Election Essay 5: Transfers: Myths and Reality

(Written for Stratagem, 04 May 2011)

One of the joys of the PR-STV system for us analysts is the wealth of detail revealed about voter preferences when one looks at transfers. This became particularly glorious in the election for the Dáil in February, when Fianna Fáil’s difficulty in attracting transfers meant that they won only 19 of the 165 contested seats, rather than the 29 one might have expected from their vote share.

Transfers tend to be more predictable in Northern Ireland’s elections. Nationalists will transfer to nationalists first, then to centre parties or moderate unionists if there is no remaining nationalist candidate. Unionists will transfer amongst themselves, then to centre parties if they are available, then to the SDLP ahead of Sinn Féin.

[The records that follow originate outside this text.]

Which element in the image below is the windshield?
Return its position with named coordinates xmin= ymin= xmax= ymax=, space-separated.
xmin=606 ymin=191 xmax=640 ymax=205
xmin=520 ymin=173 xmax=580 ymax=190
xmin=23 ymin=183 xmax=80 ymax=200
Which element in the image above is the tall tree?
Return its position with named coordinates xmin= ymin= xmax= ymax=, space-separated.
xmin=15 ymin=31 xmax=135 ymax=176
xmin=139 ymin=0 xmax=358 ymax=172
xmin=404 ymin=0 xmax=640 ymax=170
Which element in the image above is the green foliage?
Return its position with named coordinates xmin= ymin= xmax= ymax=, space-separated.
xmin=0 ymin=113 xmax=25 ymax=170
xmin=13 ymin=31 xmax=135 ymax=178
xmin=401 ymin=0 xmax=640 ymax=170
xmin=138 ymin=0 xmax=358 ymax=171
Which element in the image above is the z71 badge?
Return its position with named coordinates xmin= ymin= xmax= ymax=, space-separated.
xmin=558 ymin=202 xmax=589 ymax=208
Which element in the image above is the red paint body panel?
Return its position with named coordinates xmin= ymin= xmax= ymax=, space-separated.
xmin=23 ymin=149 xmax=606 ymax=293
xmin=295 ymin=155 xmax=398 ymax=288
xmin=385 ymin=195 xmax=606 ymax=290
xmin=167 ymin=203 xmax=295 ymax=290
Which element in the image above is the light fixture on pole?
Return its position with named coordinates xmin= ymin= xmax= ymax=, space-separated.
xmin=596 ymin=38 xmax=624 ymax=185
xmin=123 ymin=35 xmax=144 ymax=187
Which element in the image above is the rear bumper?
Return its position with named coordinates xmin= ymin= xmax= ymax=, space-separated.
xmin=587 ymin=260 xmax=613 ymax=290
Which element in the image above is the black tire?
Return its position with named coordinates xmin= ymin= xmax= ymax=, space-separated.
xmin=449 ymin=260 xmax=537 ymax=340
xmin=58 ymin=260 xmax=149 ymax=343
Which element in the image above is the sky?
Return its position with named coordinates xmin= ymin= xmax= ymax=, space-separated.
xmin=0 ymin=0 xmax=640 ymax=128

The most spectacular example of transfers making a difference in 2007 was the Upper Bann count, where George Savage, in eighth place with only 2,167 first preference votes, was pulled ahead of the trailing DUP candidate on transfers from his own party colleagues, and then was pulled ahead of the second SF candidate once the DUP transfers trickled to him, taking the last seat by a comfortable four-figure margin.

There were four other constituencies in 2007 where one of the top six candidates on first preferences failed to get elected, in all four cases losing out to the SDLP whose candidate had placed seventh: in West Belfast and South Antrim, the losers were the DUP, and in Fermanagh & South Tyrone and Foyle, Sinn Féin candidates similarly lost. The SDLP deserve good marks in general for their vote management, which however went awry in West Tyrone where three SDLP candidates with a quota of votes between them failed to transfer between each other and allowed Independent candidate Kieran Deeny to retain his seat. Sinn Féin, of course, did even more impressively, getting five candidates elected in West Belfast, with less than five hundred votes separating Gerry Adams’ four running-mates.

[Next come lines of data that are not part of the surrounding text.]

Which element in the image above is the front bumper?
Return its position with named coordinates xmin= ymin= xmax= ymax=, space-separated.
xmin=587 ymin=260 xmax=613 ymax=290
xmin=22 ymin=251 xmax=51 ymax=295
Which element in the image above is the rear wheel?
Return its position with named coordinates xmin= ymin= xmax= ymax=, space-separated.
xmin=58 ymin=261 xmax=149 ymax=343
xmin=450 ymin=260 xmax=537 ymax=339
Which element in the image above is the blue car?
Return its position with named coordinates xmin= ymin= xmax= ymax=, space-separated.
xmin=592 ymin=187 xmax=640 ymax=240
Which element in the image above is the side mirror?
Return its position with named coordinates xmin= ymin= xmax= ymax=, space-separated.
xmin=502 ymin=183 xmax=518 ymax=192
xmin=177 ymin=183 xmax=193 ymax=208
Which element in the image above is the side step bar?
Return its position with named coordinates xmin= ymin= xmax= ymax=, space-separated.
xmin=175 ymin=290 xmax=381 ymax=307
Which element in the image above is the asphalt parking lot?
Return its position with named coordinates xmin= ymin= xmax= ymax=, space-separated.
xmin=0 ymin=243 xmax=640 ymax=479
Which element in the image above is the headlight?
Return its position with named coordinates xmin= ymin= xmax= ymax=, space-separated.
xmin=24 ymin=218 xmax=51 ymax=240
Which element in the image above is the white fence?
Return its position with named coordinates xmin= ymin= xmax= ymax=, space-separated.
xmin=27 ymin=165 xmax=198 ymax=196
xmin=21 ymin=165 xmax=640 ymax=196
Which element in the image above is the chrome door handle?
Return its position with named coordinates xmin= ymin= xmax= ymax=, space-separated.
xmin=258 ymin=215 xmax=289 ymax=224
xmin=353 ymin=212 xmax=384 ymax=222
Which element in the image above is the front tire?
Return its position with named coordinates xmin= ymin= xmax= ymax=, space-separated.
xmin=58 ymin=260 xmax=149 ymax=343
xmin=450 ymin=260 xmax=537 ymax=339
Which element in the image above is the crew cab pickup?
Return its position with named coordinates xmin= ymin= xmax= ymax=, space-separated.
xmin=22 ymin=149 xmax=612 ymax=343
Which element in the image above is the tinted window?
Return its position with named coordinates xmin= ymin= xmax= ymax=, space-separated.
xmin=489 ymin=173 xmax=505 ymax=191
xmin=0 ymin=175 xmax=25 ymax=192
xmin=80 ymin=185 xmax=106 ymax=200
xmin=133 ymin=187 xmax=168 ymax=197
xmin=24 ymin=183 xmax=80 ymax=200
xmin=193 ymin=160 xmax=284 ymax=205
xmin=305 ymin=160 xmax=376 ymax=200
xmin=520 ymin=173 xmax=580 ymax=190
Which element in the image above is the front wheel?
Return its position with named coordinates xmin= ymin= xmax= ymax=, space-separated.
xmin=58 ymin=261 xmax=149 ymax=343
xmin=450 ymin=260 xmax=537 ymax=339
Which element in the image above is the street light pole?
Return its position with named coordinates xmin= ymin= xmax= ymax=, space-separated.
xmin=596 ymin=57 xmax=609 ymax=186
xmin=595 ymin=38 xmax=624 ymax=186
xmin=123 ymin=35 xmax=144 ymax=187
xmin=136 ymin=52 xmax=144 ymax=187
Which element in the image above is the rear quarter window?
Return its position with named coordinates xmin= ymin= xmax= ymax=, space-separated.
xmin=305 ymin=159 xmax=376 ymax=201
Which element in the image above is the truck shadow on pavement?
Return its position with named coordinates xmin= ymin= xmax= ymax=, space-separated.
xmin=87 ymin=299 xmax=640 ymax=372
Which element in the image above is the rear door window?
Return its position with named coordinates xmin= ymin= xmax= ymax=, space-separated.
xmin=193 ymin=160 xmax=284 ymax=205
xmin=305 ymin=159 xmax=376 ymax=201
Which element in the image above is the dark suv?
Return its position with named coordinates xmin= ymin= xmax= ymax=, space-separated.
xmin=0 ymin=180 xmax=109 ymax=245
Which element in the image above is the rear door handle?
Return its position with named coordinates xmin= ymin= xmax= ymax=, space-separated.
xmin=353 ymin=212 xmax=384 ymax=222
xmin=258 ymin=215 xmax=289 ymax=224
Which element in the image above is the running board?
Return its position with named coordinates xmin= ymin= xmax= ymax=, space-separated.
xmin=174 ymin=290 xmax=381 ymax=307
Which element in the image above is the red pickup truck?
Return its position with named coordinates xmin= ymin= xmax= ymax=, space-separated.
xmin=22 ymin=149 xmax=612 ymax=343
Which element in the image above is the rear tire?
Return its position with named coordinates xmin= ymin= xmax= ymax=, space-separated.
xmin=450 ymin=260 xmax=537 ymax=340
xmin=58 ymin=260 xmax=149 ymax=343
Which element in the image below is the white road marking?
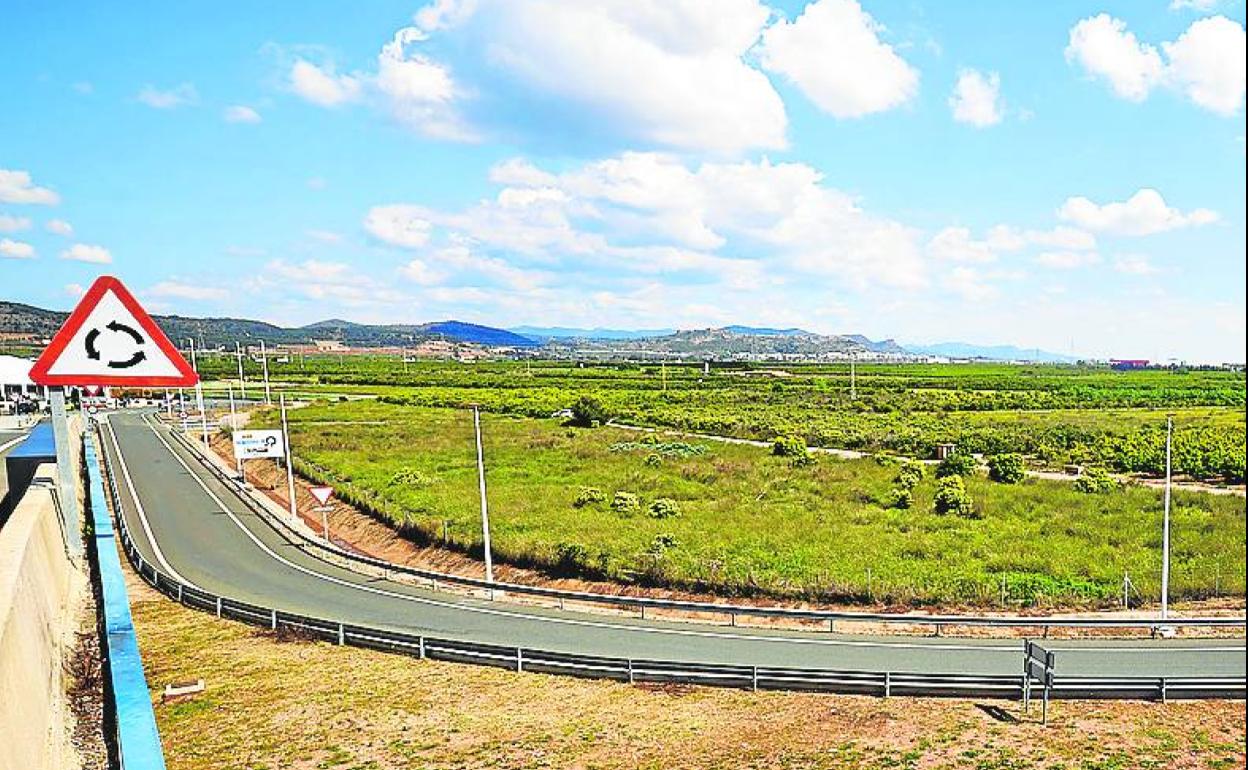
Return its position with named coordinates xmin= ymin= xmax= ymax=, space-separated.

But it is terribly difficult to make concrete generalisations about how voters use transfers. The Assembly itself reported that in the 2007 election, “79% of transfers from unionist voters went to other unionist party candidates; 12% went to nationalist party candidates. 64% of transfers from nationalist voters went to other nationalist party candidates; 13% went to unionist party candidates.” But this is probably no more than a mathematical statement, only loosely related to voters’ actual behaviour.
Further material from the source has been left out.